Google: Crawl Budgets & Delays Not About Page Size
This past Friday, while at the GooglePlex, John Mueller, Martin Splitt and Lizzi Harvey from the Google team hosted an office hours and Martin MacDonald was there to represent the SEOs. He asked a question about crawl budget and stuff and if a page the size of 10mb can reduce crawl budget compared to a page only 400kb. All the Googlers shook their heads no.
What does matter is the number of requests your server can handle. If Google detects that your server is slowing down in terms of the number of requests, Google will back off a bit to make sure GoogleBot isn’t the reason your server crashes. But page size really isn’t a direct factor to Google slowing down the crawl of your web site.
Here is the transcript but it starts at 31:11 minute mark into the video (you can also scroll back a bit more to hear more of the question):
Martin MacDonald: Is that [crawl budget] tied to a hard number of URLs… transfer size it is much that it might reduce a pages website at websites pages from 10mbs to 300kbs. Would that dramatically increase the number of pages they can crawl?
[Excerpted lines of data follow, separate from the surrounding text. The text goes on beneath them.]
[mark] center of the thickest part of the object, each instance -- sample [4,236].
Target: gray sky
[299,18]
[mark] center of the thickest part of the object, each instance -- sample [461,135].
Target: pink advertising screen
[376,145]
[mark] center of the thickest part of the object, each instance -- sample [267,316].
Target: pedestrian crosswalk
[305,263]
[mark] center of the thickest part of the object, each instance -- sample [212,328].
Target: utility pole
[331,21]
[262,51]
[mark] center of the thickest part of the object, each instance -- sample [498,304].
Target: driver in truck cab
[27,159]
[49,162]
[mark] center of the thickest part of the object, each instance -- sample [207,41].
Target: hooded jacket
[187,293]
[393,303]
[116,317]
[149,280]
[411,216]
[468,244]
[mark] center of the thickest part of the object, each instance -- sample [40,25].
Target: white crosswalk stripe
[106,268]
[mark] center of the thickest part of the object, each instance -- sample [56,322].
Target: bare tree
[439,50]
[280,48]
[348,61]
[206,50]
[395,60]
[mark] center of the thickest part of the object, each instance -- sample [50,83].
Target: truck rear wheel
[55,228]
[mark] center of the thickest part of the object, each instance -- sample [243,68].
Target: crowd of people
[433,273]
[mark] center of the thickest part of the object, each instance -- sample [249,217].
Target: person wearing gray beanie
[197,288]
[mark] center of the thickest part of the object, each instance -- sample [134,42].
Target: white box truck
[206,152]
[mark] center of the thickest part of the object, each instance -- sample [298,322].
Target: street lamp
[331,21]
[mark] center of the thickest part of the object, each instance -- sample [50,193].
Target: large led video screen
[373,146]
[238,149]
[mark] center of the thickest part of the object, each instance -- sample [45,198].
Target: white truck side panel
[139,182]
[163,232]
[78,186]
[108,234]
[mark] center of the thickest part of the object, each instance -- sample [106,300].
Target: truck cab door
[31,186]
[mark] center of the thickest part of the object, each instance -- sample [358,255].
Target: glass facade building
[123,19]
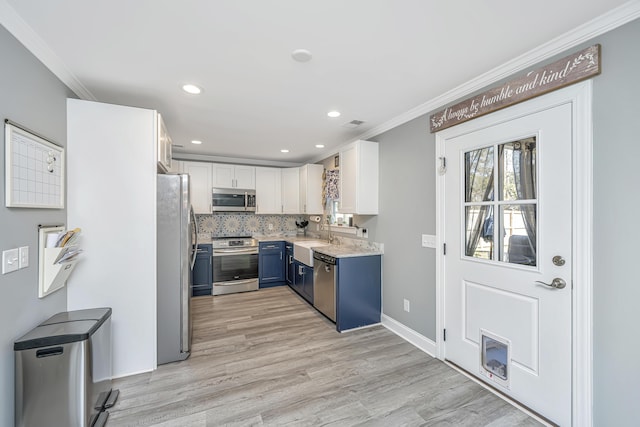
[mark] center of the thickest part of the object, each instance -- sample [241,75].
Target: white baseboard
[408,334]
[129,374]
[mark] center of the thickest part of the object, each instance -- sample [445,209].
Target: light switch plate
[24,257]
[428,241]
[10,261]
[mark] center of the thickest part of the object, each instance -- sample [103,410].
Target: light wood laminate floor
[268,358]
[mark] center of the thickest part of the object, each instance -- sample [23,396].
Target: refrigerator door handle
[195,243]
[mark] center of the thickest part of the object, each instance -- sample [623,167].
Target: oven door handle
[234,251]
[235,282]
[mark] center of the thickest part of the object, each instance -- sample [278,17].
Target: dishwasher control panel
[327,259]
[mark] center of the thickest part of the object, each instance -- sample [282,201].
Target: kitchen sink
[303,251]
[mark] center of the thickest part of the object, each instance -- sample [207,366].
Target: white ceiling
[373,60]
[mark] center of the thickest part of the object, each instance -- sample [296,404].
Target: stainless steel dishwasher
[325,272]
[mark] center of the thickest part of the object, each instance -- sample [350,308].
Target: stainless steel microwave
[233,200]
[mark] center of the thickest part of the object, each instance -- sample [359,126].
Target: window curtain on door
[476,175]
[524,167]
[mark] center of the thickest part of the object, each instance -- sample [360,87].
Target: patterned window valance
[331,185]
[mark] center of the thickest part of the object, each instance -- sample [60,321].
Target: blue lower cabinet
[289,267]
[358,292]
[303,280]
[202,274]
[271,264]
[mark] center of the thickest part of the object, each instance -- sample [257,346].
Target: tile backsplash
[246,224]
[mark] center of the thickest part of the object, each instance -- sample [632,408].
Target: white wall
[112,197]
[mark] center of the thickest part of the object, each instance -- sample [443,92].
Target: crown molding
[18,27]
[179,155]
[598,26]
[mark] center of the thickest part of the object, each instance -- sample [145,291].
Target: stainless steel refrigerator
[176,249]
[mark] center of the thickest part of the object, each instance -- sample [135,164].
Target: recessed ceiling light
[301,55]
[192,89]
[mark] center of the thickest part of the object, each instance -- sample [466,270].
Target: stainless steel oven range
[235,265]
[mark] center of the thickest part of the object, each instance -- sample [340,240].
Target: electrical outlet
[10,261]
[24,257]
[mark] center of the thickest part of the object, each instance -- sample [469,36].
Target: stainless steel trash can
[63,371]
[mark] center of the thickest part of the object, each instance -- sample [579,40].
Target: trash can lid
[56,334]
[100,314]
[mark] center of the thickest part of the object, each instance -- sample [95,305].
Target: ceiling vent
[353,124]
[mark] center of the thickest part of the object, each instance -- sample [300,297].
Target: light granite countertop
[342,248]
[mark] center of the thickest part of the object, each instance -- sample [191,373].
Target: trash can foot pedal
[111,400]
[101,420]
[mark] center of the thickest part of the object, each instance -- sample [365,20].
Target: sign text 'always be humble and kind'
[566,71]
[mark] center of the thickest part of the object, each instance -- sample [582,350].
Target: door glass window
[479,175]
[511,234]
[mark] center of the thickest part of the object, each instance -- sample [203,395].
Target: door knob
[556,283]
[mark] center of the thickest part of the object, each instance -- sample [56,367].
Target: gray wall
[406,211]
[616,176]
[32,96]
[407,171]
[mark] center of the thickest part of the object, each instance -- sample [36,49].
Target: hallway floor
[267,358]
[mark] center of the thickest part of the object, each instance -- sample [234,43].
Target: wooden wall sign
[568,70]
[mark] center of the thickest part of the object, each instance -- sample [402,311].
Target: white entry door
[508,262]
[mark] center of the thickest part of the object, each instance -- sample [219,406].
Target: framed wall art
[34,170]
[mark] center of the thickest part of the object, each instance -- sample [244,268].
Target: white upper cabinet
[163,146]
[176,166]
[311,189]
[359,178]
[268,190]
[233,176]
[200,173]
[291,191]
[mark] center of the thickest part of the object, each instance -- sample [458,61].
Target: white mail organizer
[56,262]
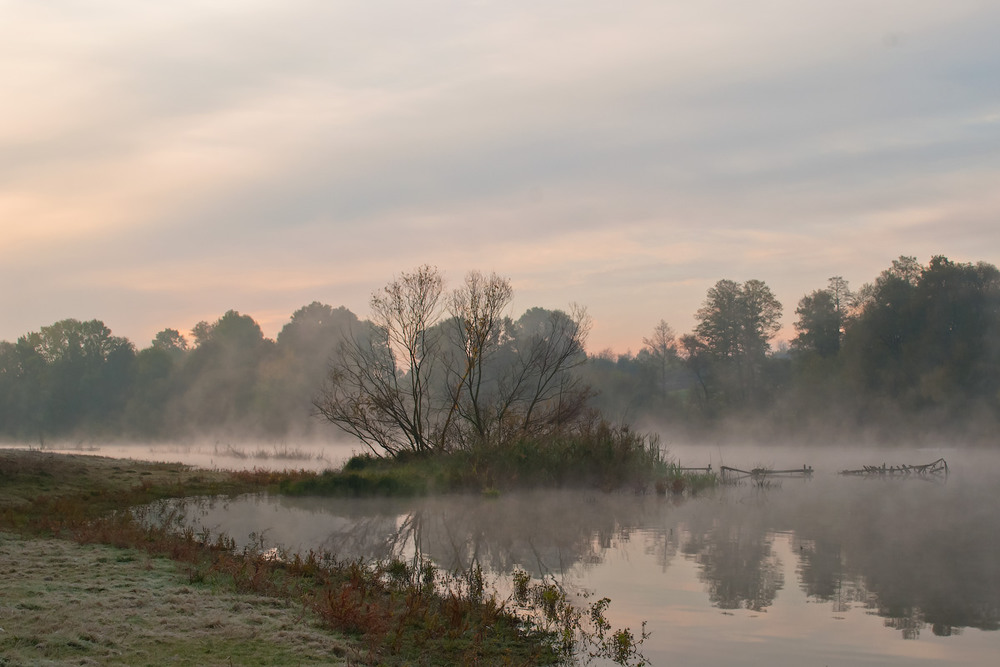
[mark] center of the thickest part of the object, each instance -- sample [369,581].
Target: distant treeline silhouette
[914,353]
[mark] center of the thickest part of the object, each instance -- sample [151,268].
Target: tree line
[916,349]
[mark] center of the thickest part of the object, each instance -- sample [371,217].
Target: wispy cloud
[161,163]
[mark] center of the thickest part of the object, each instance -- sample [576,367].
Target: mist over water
[218,454]
[824,570]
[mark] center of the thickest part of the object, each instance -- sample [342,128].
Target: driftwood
[760,473]
[939,467]
[707,469]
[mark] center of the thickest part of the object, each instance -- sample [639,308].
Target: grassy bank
[72,529]
[603,457]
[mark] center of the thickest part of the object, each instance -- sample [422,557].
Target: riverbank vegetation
[380,612]
[599,456]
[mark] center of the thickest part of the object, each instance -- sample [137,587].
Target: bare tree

John Mueller: I don’t think that would change anything.
Martin Splitt: It’s request
John Mueller: I mean what happens, what sometimes happens, is if you have a large response then it just takes longer for us to get that and with that we’ll probably crawl them less because we really trying to avoid having too many simultaneous connections to server. So if you have a smaller response size and obviously we can get more simultaneous requests and we could theoretically get more. But it’s not the case that if you reduce the size of your pages and suddenly solve problems.
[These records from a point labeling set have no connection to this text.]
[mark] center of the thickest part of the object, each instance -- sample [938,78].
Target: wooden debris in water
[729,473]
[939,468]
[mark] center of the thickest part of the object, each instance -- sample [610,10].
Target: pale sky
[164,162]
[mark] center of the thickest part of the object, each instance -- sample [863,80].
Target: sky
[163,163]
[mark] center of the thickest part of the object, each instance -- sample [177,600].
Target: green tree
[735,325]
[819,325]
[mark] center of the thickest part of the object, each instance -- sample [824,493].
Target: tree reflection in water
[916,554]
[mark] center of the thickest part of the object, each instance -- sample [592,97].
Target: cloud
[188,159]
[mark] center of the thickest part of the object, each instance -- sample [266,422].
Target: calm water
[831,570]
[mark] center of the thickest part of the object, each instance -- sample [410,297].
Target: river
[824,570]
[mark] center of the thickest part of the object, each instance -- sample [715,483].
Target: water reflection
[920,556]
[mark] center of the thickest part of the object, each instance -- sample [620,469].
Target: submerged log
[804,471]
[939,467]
Martin Splitt: Also it’s also that when the response takes a long time it’s not just the size of the page, it is also the response time, the service tend to respond slower than if overloaded or allowed to be overloaded. So that’s also signal that we’re picking up. Like this takes a really long time to get data from the server, maybe we should look into the crawl limits of the hosts code on this particular service so that we’re not taking down the server.
John Muller: We look at it on a per server level.So if you have content from a CDN or from from other networks, other places then that would apply to their protocol. Essentially because like how how slow and embedded resources doesn’t really affect the rest of the content on the site.